Impunity, granted by some loopholes in our Criminal Penal Codes, remains the single most important factor that greatly contributes to torture being inflicted by the members of our police as well as armed forces who are practically immunized by our domestic legislations. It is difficult to imagine that a victim, living under constant fear of intimidation and retaliation by the law enforcing agencies, in spite of having the necessary material resources will ever pluck courage to file in a court of law a criminal suit against a police official or an officer belonging to RAB or Army.
God saved America through Americans electing Obama as their new President. "Civilised" Americans could be yet more inhuman, yet more infamous than the bloody Hitlerites had another Bush been elected last year to carry on torturing the innocent. Bygone however is bygone. Let us forget the past. Let us look ahead. Let there be an end to torture.
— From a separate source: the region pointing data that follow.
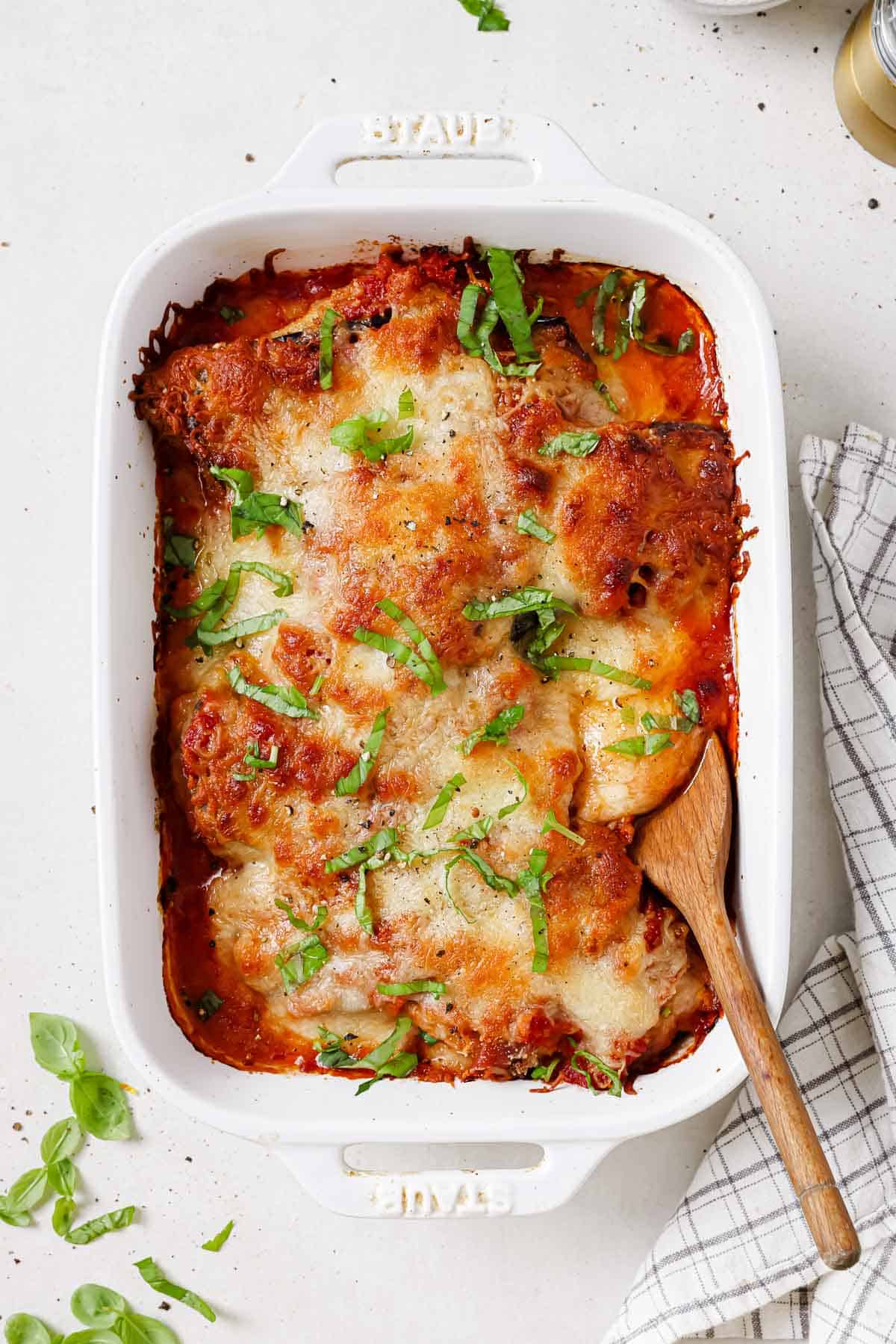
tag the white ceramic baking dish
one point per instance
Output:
(568, 205)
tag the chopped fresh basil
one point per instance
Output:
(320, 917)
(514, 604)
(527, 521)
(215, 1242)
(574, 664)
(299, 961)
(553, 824)
(282, 699)
(111, 1222)
(379, 843)
(517, 802)
(688, 703)
(358, 434)
(496, 730)
(352, 781)
(440, 807)
(253, 511)
(422, 660)
(100, 1105)
(605, 292)
(635, 324)
(207, 1004)
(492, 18)
(532, 882)
(641, 746)
(151, 1275)
(383, 1061)
(544, 1073)
(326, 366)
(605, 391)
(507, 291)
(573, 441)
(615, 1081)
(414, 987)
(179, 550)
(477, 831)
(55, 1044)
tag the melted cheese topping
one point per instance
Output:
(647, 533)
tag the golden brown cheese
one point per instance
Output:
(647, 536)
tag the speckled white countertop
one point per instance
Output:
(117, 120)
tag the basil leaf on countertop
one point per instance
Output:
(496, 730)
(440, 807)
(359, 773)
(151, 1275)
(111, 1222)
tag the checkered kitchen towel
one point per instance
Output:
(736, 1261)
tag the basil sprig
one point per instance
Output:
(300, 961)
(282, 699)
(635, 326)
(151, 1275)
(386, 1059)
(527, 521)
(440, 807)
(496, 730)
(615, 1081)
(414, 987)
(215, 1242)
(532, 881)
(109, 1320)
(359, 773)
(96, 1100)
(253, 511)
(179, 550)
(553, 824)
(573, 442)
(326, 362)
(492, 18)
(514, 604)
(421, 660)
(641, 746)
(555, 663)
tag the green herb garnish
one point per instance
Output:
(151, 1275)
(326, 362)
(640, 746)
(422, 660)
(527, 521)
(615, 1081)
(496, 730)
(414, 987)
(440, 807)
(574, 442)
(352, 781)
(282, 699)
(553, 824)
We no more want to hear shouts and groans of the tortured constantly emanating from the torture chambers in Iraq, Afghanistan, Guantanamo, or in Bangladesh. We no more want to see families bearing the dead bodies of victims killed in extrajudicial executions. And let us hope the interrogators' anger is soon changed to grief and despair on hearing the groans of the tortured and on seeing the blank expression of the orphans who lost their fathers at the hands of extrajudicial executioners.